Here we briefly present our work Multi-Agent Diverse Generative Adversarial Networks which we call as MAD-GAN. This work got accepted in CVPR-2018 as spotlight. In this work we focus on addressing the mode collapse problem in GANs.
We started analyzing GANs on a simple scenario of 1D mixture of gaussians with overlapping modes. Given enough training data, ideally a GAN should be able to generate similar distribution as the training data but as we know, GANs suffer from mode collapse because the true equilibrium is hard to reach. It couldn’t capture even this simple scenario. However, our model MAD-GAN was able to capture all the modes. Briefly, our solution MAD-GAN mainly focuses on increasing the modeling capacity of GANs by increasing the number of generators.
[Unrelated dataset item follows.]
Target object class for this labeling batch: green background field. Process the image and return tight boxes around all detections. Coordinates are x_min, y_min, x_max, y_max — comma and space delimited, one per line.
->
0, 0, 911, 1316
Our formulation works even on the challenging task with real world application of image-to-image translation. Please note that on this task, conditional gans are known to learn delta distribution. Still, MAD-GAN is able to generate diverse & realistic images.
Our main idea is built on the intuition that if a dataset has images of artworks by three different real artists, and a single painter, as in the case of a vanilla GAN with single generator, is given the task of painting all the different kinds, then he would be overwhelmed and not be able to do any of the styles perfectly. To produce better results, we design a model with multiple generators, where the discriminator pushes each generator to master an individual style. We modify the objective function such that the discriminator’s task now is to identify correctly which generator produced a particular generation. It can do this best if it distributes the task of modeling the artworks to the different generators. Now each of the generators has a reduced task of producing images of a particular kind. For example, once the discriminator sees a fake Mona Lisa, it has to tell exactly which fake artist is responsible for making art similar to Da Vinci’s style.
When we trained our model on a mixed dataset consisting of forests, ice bergs and indoor scenes, we found that the three natural clusterings emerged. Each generator learnt to generate images from a different dataset, showing its ability to implicitly disentangle not only inter-class variations but also intra-class variations. This empirical evidence supports our theoretical claim that MAD-GAN learns a mixture model where each generator focuses on one mixture component.
When our model is trained on a very diverse sketch-to-bags dataset, then given a single sketch, we could generate diverse images of bags. The generators produced bags of visually different colors and textures. Similarly, for the night-to-day task, when given a night image, MAD-GAN could produce three plausible day light images. Each generator consistently produced visually different realistic daylight image.
As explained earlier, even though the mixture of gaussians seems a much simpler dataset to learn, it turns out to be quite challenging for GANs. Only MAD-GAN was able to capture all the modes, with only InfoGAN as the other contender. Moreover, to create MAD-GAN from DCGAN, one only needs to update very few lines of code.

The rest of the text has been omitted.